The picture doesn't do it one bit of justice, but this take on Ina Garten's 40 cloves of garlic chicken was FAB. This was a first timer for the both of us so I am not quite sure how it was supposed to actually taste, but the way it turned out suited us just fine. Below is my take on the recipe.... enjoy!
3 whole heads garlic, about 40 cloves
1 family pack chicken thighs (about 6-8 pieces)
Freshly ground black pepper
2 tablespoon butter
2 tablespoons olive oil
2 cups chicken stock
1 cup dry white wine
2 tablespoons dried thyme
4 bay leaves
2 tablespoons all-purpose flour
4 tablespoons heavy cream
Separate the cloves of garlic and drop them into a pot of boiling water for 60 seconds. Drain the garlic and peel. Set aside.
Dry the chicken with paper towels. Season liberally with salt and pepper on both sides. Heat the butter and oil in a large pot or Dutch oven over medium-high heat. In batches, saute the chicken in the fat, skin side down first, until nicely browned, about 3 to 5 minutes on each side. Turn with tongs or a spatula; you don't want to pierce the skin with a fork. If the fat is burning, turn the heat down to medium.
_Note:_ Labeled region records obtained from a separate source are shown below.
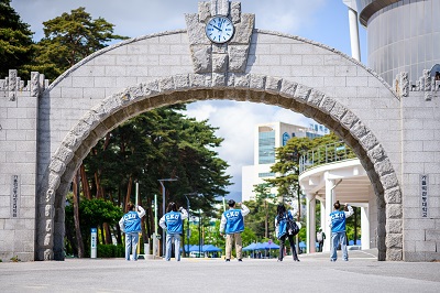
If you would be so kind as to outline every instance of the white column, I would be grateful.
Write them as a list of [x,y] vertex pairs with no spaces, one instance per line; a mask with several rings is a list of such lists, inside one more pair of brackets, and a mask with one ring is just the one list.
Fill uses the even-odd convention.
[[307,194],[307,253],[315,252],[316,242],[316,199]]
[[361,207],[361,245],[362,249],[370,249],[370,218],[367,207]]
[[361,61],[361,48],[359,44],[359,25],[358,12],[349,8],[349,23],[350,23],[350,44],[351,56],[356,61]]
[[326,215],[323,218],[323,227],[322,230],[326,234],[326,241],[323,242],[323,248],[322,251],[330,251],[330,242],[331,242],[331,229],[329,227],[329,225],[327,225],[328,221],[328,217],[329,214],[332,210],[332,206],[334,203],[334,198],[333,198],[333,186],[334,186],[334,181],[333,180],[328,180],[327,176],[326,177]]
When a batch is done, transfer it to a plate and continue to saute all the chicken in batches. Remove the last chicken to the plate and add all of the garlic to the pot. Lower the heat and saute for 5 to 10 minutes, turning often, until evenly browned. Add 1 cup chicken stock and the wine, return to a boil, and scrape the brown bits from the bottom of the pan. Return the chicken to the pot with the juices and sprinkle with the thyme and bay leaves. Cover and simmer over the lowest heat for about 30 minutes, until all the chicken is done.
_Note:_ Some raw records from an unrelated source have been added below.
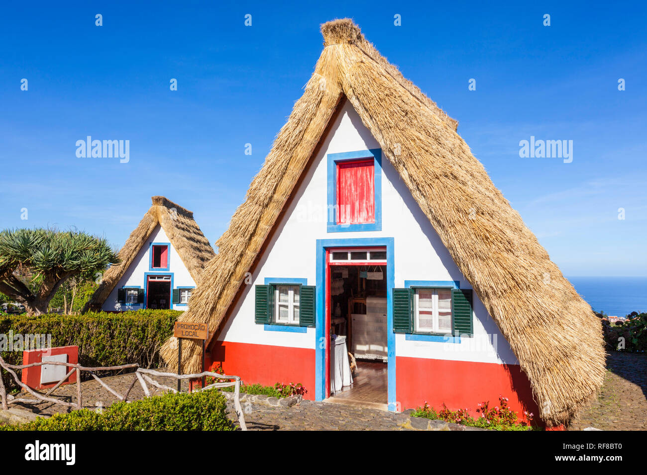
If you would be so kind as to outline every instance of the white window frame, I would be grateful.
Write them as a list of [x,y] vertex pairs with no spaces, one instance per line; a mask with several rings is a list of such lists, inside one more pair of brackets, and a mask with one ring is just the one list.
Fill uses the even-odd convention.
[[180,302],[181,304],[188,304],[189,303],[189,299],[191,298],[191,291],[193,289],[179,289],[180,290]]
[[[299,289],[299,303],[294,303],[294,289]],[[280,302],[279,295],[281,289],[287,289],[287,302]],[[288,284],[274,284],[274,322],[280,325],[298,325],[299,319],[294,318],[294,309],[299,309],[301,315],[301,286]],[[279,308],[287,307],[287,320],[279,320]]]
[[[355,252],[365,252],[365,253],[366,253],[366,259],[351,259],[351,253],[355,253]],[[376,265],[379,265],[380,264],[386,264],[386,258],[380,258],[380,259],[371,259],[371,252],[386,253],[386,248],[378,248],[378,249],[375,249],[375,248],[373,248],[373,249],[364,249],[364,248],[348,248],[348,249],[344,249],[344,248],[337,249],[337,248],[331,248],[330,249],[330,258],[329,258],[330,260],[329,260],[329,262],[371,262],[371,264],[375,263]],[[333,253],[334,253],[336,254],[338,253],[346,253],[346,259],[333,259]]]
[[[432,288],[428,287],[417,287],[415,288],[415,291],[413,293],[413,306],[414,306],[414,315],[415,318],[414,319],[414,331],[417,333],[438,333],[441,335],[448,335],[453,333],[454,332],[454,295],[452,292],[452,289],[450,288]],[[419,291],[422,290],[424,291],[433,291],[433,296],[432,297],[432,322],[433,328],[421,328],[420,327],[420,313],[419,313]],[[449,292],[450,295],[450,312],[451,316],[450,317],[450,328],[449,330],[441,329],[438,326],[438,291],[439,290],[446,290]],[[428,310],[429,309],[425,309]]]
[[[129,300],[130,295],[134,295],[134,299],[131,301]],[[137,301],[139,300],[139,289],[133,288],[126,288],[126,305],[133,305],[133,304],[138,303]]]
Remove the chicken to a platter. In a small bowl, whisk together 1/2 cup of the sauce and the flour and then whisk it back into the sauce in the pot. Raise the heat, add the remaining chicken stock and the cream, and boil for 3 minutes. Add salt and pepper, to taste; it should be very flavorful because chicken tends to be bland. Add the chicken back to the pot and heat through. I served this with white rice and green beans.